Two dogs being given water

It’s tempting to bring Fido with you everywhere you go, especially during the summertime. The gray days of winter are over and everything is green, vibrant, and ready for adventure. But here in Indiana, our sticky summer days can soar to 80° Fahrenheit or higher—which feels a lot hotter when you factor in the humidity. 

On an 85-degree day, the temperature inside a car will rise to about 102 degrees within 10 minutes, even with the windows cracked. After 30 minutes, the air inside the car can hit 120 degrees Fahrenheit. According to the American Veterinary Medical Association (AVMA), hundreds of pets die in hot cars every year.  

Summer safety for pets is one of the most important things we advocate for at the Dupont Veterinary Clinic. Here are 3 tips to help you prevent heatstroke in pets

3 Summer Safety Tips for Pets

1. Heatstroke Prevention in Pets: If in Doubt, Leave Fido at Home

If you’re running an errand like heading to the store or picking your kids up from camp, leave your pet at home. There’s no reason for her to come with you. If you’re headed to the dog park or on a hike with your pup, you’ll obviously want to bring Fido. That brings us to Tip #2.

2. Plan Ahead to Avoid Pet Dehydration

You can totally bring your pup with you on a hike or outing to a dog-friendly space. But don’t plan on doing any other errands that your pet can’t get out and join you for. 

Plan out ways to help keep your pet hydrated and cool. Pack a cooler with ice, water, and treats for your pet. Bring a travel bowl for your furry friend to drink out of. When you go into the dog park or head out on a hike, bring enough water for you and your dog—and remember that travel bowl, too. 

Consider investing in a cooling vest, wrap, or bandana for your dog if you routinely spend time outside with them in the summer. 

3. Prepare for Emergencies 

What would you do if the power in your home went out, your air conditioning broke, or your pet started showing signs of heatstroke? 

Prepare ahead of time for these emergencies. Buy a cooling vest for each pet and stash the vests in the freezer. You can pop them on your pets if the AC stops working. 

Keep a stash of water bottles in the fridge that you don’t touch unless there’s an emergency. This will mean having cold water for you and your pet to drink if the power goes out. 
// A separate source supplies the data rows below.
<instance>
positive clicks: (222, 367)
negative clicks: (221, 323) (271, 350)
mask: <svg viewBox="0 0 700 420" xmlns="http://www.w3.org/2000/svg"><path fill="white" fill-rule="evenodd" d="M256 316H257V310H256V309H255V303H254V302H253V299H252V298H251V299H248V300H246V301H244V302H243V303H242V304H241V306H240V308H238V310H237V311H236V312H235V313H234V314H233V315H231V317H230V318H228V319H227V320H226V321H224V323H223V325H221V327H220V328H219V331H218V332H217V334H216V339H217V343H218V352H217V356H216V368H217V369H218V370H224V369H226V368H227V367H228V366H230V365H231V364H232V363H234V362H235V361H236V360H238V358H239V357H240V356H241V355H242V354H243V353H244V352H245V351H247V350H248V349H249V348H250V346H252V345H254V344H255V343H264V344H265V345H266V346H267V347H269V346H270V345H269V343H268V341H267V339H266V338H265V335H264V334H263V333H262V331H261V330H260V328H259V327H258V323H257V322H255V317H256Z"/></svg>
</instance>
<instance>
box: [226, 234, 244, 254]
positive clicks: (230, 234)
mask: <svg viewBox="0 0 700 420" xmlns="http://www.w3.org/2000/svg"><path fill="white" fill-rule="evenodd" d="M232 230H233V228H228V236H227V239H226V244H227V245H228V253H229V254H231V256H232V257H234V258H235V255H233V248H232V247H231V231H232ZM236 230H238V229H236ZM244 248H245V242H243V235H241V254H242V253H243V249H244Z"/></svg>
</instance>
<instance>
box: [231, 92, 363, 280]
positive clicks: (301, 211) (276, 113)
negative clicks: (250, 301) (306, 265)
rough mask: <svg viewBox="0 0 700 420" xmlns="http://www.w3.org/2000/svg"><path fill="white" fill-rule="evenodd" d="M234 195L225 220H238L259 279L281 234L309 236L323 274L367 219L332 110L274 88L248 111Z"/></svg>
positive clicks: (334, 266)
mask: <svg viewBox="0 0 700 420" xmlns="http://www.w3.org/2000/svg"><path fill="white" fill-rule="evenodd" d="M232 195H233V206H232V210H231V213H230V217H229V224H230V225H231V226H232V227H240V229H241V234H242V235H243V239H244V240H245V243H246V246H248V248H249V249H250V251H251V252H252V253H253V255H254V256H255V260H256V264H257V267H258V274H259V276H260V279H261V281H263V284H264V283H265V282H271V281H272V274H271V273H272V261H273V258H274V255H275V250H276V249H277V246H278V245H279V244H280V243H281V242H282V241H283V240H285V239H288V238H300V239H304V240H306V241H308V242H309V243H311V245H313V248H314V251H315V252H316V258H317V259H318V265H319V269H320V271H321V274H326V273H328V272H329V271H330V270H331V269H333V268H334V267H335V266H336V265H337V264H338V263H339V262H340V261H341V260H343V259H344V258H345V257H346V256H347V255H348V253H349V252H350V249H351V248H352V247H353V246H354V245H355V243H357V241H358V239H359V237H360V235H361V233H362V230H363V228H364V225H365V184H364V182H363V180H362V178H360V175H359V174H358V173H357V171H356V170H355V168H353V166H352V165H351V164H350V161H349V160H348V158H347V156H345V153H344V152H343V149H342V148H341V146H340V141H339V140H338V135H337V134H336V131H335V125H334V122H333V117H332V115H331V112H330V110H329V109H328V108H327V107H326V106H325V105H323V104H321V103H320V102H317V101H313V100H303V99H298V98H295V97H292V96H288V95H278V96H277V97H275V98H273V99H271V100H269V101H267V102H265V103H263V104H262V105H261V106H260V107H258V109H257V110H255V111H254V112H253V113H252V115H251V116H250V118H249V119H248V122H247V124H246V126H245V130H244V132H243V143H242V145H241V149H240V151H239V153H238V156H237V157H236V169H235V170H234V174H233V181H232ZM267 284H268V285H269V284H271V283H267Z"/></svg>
If Fido or Kitty starts showing signs of heatstroke, you’ll want to have an emergency plan in place. Signs of heat sickness include heavy and rapid panting, vomiting, lethargy, and excessive drooling. You should: 

  1. Move your pet to a cool or shady place immediately
  2. Pour cool—not cold—water over your pet’s body
  3. Place rags soaked in cool water on your pup’s paws, head, and belly
  4. Fan your pet with your hands, a magazine, or a book
  5. Seek emergency veterinary care

Offer your pet cool water on the way to the vet. Some pets will need IV fluids, oxygen therapy, and sedation to help them recover from heatstroke. Others may seem fine after they cool down, but it’s important to bring them to the vet anyway. Dehydration, heat exhaustion, and heatstroke can damage your pet’s organs and cause secondary complications. 

You can bring your pet into Dupont Veterinary Clinic for emergency care anytime during our office hours. Our ICU equipment and specialized suites help us give your pet the care he needs. If your pet experiences dehydration, heat exhaustion, or heatstroke outside of our office hours, take her to the nearest 24-hour veterinary hospital. 

Beat the Heat 

Our veterinary team will always be here if you need us, but we hope your pet can avoid heatstroke altogether this summer. Keep your pet out of the car, make sure you bring lots of cold water with you when you go hiking or camping, and get those emergency plans in place.